Personally, I'm glad you called her out!! She's in denial about her addiction.


----------



## Mrs. Clever Moniker (Nov 3, 2013)

Rayshot said:


> Rayshot said:
> 
> 
> > Mrs. Clever Moniker said:
> ...


Its funny you should say that< because I tried and tried and tried to snap it and couldn't, and then had Mr. Moniker try and he couldn't, I still have it! Gonna make it into something awesome


----------



## NaturalACE (Aug 6, 2013)

Nice work, and a nice fork.

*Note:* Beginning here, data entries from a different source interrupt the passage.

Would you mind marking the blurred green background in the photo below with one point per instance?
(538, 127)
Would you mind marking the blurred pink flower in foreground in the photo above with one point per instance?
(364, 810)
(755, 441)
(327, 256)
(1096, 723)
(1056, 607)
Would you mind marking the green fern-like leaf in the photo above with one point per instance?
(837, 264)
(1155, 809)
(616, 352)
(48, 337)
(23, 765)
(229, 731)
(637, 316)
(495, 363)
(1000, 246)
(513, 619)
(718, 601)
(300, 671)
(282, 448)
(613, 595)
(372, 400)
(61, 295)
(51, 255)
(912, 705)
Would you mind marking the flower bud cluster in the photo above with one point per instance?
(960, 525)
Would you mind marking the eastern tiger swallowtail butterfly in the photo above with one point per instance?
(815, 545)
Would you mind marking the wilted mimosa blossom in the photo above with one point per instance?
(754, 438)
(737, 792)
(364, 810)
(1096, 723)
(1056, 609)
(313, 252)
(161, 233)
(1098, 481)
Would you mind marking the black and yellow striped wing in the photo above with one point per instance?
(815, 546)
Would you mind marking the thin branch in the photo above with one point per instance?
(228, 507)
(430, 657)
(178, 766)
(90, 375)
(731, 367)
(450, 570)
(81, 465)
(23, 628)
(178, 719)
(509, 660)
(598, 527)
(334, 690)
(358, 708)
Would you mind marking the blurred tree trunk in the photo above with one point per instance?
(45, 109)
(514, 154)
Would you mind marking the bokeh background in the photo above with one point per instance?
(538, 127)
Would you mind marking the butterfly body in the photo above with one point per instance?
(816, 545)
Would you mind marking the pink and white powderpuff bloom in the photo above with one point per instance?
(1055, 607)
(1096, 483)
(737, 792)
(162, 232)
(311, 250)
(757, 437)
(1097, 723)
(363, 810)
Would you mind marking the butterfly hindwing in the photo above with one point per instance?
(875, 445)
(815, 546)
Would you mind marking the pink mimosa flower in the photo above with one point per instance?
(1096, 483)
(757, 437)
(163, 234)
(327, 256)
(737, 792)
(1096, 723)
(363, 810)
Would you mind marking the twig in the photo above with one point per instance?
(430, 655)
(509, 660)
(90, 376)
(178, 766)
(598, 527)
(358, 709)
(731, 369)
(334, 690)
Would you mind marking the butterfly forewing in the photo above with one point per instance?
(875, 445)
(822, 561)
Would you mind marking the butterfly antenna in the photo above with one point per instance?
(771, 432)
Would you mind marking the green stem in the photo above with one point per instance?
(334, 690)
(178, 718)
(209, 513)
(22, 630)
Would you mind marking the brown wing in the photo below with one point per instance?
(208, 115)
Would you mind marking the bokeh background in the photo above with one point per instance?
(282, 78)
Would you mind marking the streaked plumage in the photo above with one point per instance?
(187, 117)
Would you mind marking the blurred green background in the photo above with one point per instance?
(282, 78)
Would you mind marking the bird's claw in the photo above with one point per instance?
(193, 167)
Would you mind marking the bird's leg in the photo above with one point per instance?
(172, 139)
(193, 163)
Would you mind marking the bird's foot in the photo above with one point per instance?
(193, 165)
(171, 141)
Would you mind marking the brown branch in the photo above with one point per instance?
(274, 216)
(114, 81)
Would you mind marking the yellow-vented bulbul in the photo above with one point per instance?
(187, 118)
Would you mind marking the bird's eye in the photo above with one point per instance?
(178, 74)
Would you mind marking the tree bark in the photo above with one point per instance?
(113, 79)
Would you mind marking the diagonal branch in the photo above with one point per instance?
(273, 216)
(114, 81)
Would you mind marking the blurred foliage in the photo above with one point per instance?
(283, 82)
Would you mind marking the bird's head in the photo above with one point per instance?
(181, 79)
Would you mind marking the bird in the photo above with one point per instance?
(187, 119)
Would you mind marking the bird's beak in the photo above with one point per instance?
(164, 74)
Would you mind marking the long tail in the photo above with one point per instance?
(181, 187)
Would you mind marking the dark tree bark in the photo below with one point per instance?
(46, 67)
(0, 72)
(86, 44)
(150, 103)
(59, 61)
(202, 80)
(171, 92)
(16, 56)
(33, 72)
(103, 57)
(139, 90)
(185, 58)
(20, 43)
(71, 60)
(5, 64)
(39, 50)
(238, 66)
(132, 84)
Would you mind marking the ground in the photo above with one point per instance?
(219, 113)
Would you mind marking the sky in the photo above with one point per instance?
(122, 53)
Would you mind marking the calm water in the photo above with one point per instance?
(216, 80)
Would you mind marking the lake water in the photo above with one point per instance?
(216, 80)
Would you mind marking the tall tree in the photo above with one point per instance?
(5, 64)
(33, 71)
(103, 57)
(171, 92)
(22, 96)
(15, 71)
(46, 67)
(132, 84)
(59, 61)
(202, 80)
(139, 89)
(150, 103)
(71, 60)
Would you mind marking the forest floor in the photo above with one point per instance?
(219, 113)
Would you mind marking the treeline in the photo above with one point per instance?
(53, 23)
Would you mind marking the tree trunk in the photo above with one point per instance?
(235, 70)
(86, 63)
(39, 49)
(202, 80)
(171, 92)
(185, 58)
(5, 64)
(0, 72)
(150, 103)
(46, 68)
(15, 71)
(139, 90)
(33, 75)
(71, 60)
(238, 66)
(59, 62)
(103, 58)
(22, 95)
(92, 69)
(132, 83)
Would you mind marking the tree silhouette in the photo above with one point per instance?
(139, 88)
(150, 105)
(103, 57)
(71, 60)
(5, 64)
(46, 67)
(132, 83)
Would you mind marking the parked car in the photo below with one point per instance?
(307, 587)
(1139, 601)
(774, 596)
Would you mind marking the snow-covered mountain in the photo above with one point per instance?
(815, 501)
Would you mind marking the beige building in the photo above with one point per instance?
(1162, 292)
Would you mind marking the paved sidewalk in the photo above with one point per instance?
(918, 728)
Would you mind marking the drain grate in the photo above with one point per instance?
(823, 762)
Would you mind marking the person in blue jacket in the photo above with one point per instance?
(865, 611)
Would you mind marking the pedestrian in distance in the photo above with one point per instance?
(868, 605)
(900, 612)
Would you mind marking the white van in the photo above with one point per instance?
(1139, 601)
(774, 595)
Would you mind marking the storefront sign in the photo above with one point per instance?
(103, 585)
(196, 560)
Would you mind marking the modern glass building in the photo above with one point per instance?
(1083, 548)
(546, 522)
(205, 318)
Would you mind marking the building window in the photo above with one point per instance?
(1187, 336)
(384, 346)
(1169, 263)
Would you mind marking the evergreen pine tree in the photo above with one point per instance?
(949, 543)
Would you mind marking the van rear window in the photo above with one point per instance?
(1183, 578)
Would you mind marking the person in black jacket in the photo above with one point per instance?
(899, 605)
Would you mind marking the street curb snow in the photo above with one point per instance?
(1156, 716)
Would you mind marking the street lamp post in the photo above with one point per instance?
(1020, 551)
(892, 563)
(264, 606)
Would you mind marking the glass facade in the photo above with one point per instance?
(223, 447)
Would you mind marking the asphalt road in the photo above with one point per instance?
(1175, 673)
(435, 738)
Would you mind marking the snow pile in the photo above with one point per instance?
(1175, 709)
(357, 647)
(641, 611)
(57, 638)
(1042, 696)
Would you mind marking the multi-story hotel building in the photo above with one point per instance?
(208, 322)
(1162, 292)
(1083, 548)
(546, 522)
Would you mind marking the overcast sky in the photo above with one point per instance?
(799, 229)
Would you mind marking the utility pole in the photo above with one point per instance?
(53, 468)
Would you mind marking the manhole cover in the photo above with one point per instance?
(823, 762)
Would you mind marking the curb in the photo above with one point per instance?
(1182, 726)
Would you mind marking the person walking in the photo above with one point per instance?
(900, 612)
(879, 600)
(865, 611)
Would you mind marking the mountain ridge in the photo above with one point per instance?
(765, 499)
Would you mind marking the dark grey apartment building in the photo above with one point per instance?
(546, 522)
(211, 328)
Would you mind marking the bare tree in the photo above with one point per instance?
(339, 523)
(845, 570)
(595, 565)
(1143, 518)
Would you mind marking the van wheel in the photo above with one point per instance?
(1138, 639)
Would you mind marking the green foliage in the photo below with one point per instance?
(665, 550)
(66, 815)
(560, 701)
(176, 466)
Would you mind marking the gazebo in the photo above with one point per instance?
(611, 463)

The second fork could be stabilized and the cracks filled to make a pretty sweet Shooter.


----------



## Imperial (Feb 9, 2011)

LVO said:


> Imperial said:
> 
> 
> > Dayhiker said:
> ...


so your larry. you are a bad influence . . . :neener:


----------



## flicks (Feb 16, 2013)

A great looking shooter. Very nice!


----------



## Dayhiker (Mar 13, 2010)

I like the color of that fork. Very masculine, too. I bet the old man takes it over before long. :cookie:


----------



## Ravensbull (Apr 12, 2013)

Really nice job! I like the partial sand-down on the bark! I think it makes for a more unique look than if you had pealed it


----------



## ghost0311/8541 (Jan 6, 2013)

on that cracked one you can cut down the center of the cracks put color paper and glue back together would make a cool slingshot could drill and pin it also


----------



## ghost0311/8541 (Jan 6, 2013)

this is one that had a crack on one fork cut the center of the crack glued black and red paper glued and brass pined sanded finished with fiber glass rosin


----------



## IanW (Oct 31, 2013)

Love the look with the sanded bark. Real nice!


----------



## Gardengroove (Feb 13, 2012)

Very nice work Mrs. Moniker. I like the cracked one also very much. Do you still have it? You could send it to Nathan to stabilize it for you.

Cheers, Simon


----------



## PorkChopSling (Jan 17, 2013)

Nice one! Great job there on your first!


----------



## Sharker (Sep 15, 2013)

Mrs. Clever Moniker said:


> Here is the other fork
> 
> 
> 
> ...


You can fill the craks with epoxy mixed with metal powder or glowing powder 

sry, not seeing last post before i hit my comment on wall :imslow:


----------



## Mr.Teh (Feb 28, 2012)

" :bowdown: mr. cm is a lucky fella"

i like this comment ! , a nice shooter you have built, happy shooting together


----------



## phil (Dec 6, 2012)

That looks great there are lots of folks near me I may have to give it a try you made a very nice job well done B)


----------



## Clever Moniker (May 12, 2013)

Mr.Teh said:


> " :bowdown: mr. cm is a lucky fella"
> 
> i like this comment ! , a nice shooter you have built, happy shooting together


I am lucky for sure!


----------



## Dr J (Apr 22, 2013)

Nice job, this is a real natural in every sense of the word. I like the fact you left the bark on Leaves a little to the imagination


----------



## Craig Lockwood (Oct 29, 2013)

Neat!


----------



## Chepo69 (May 1, 2010)

Very generous s ... Mother Nature. looks great!


----------



## Dr J (Apr 22, 2013)

Turn it upside down, what do you see? A very seductive work of SlingShot art.


----------